The Story Behind the Chicago Cubs' Nightmare-Inducing Bear Mascot of 1908

OK, so this is not necessarily about design, but it is (tangentially) about sports marketing and that most enduring of sports marketing tools—the time-honored and often weird team mascot.

Behold this image, for once you have seen it you will not soon forget it. It has made the rounds before, and was most recently catapulted into the public imagination during the Chicago Cubs' historic run to the 2016 World Series championship. Deadspin has described the character at center as a "terrifying squirrelbeast." Sports Illustrated wrote that it would "haunt your nightmares." And, while all of that might well be true, the designation of this as a depiction of the 1908 Cubs and their "mascot" is most assuredly not so.

I knew that there had to be a story behind this memorable image, so I did a deep dive into the research pool, and what I found was both fun and interesting.


The photo was taken on July 10, 1908. The Cubs hosted the Philadelphia Phillies at Chicago's West Side Park that afternoon and won the game 3 to 2 in 11 innings. The game might have been a thrilling one, but a pregame photo op is what remains embedded in our imaginations 110 years later.

The identity of the bear—or, more accurately, the identity of man in the bear suit—is lost to time, but whoever was in there was the understudy to one Arthur Hill (1875–1932,) a famed British "animal impersonator" whose credits include the role of the Cowardly Lion in the original 1902 stage production of "The Wizard of Oz." Over the course of his career Hill played a cat, a dog, a wolf, and, in the summer of 1908 he was busy drawing rave reviews as the "friendly bear" in the play "The Top o' th' World," then in production at Chicago's Studebaker Theatre. 

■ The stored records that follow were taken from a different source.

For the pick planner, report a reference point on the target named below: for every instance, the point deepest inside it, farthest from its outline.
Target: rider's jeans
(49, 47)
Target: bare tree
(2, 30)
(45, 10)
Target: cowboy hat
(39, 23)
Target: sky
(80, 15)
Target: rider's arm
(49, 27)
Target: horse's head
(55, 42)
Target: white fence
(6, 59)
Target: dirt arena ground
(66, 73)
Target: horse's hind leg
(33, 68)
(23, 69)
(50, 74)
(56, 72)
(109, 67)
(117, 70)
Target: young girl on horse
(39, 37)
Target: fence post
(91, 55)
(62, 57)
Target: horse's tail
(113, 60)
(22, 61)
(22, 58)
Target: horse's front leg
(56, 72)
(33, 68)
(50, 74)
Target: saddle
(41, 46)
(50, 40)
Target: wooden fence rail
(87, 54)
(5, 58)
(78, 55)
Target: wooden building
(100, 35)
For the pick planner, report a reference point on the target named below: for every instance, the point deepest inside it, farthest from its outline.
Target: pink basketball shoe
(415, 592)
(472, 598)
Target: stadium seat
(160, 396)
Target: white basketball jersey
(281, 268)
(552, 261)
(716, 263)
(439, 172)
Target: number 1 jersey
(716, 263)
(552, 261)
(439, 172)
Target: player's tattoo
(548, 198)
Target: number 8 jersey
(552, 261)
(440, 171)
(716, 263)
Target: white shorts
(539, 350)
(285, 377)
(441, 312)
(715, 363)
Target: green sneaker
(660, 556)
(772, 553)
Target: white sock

The Chicago Tribune made mention of the meeting in the paper the following day, under the subhead "How About the Bear?" 

When you stop to consider the climate and the extra innings, the contents of the bear had the time of his life. Said contents belonged to the understudy of the star contents of the bear in the show. For two hours the understudy sat in the heavy hide fanning himself through the mouth, which opened by pulling a string. The unfortunate contents was lucky to keep his nose cool, and nature does that much for the real bear.

Temperatures topped out at 88º that afternoon, so we can only imagine what things felt like inside that bear suit. We can imagine that Hill didn't regret missing the appearance.

After the Cubs walked it off in the eleventh the bear-man "hopped out upon the emerald award—i.e.: ball yard, to do a bit of capering in the manner of polar bears released from captivity in a box full of chorus ladies."

"The Top o' th' World" was a smash hit. It played at the Studebaker Theatre until September 26, 1908—then it moved on to Racine, Wisconsin. That day the Cubs were busy sweeping a doubleheader from Brooklyn. Less than three weeks later the Cubs won their second consecutive World Series.

The franchise had several real bear mascots in the early years of the twentieth century, including one that met a tragic ending in January 1916. This bear was replaced by "Joa," named for meatpacking mogul J. Ogden Armour. Joa lived in a cage at the corner of Addison and Sheffield and was eventually sold to the Lincoln Park Zoo for $20. Actual bears can be scary, but not nearly as scary as the Cubs' faux ursine visitor of July 1908.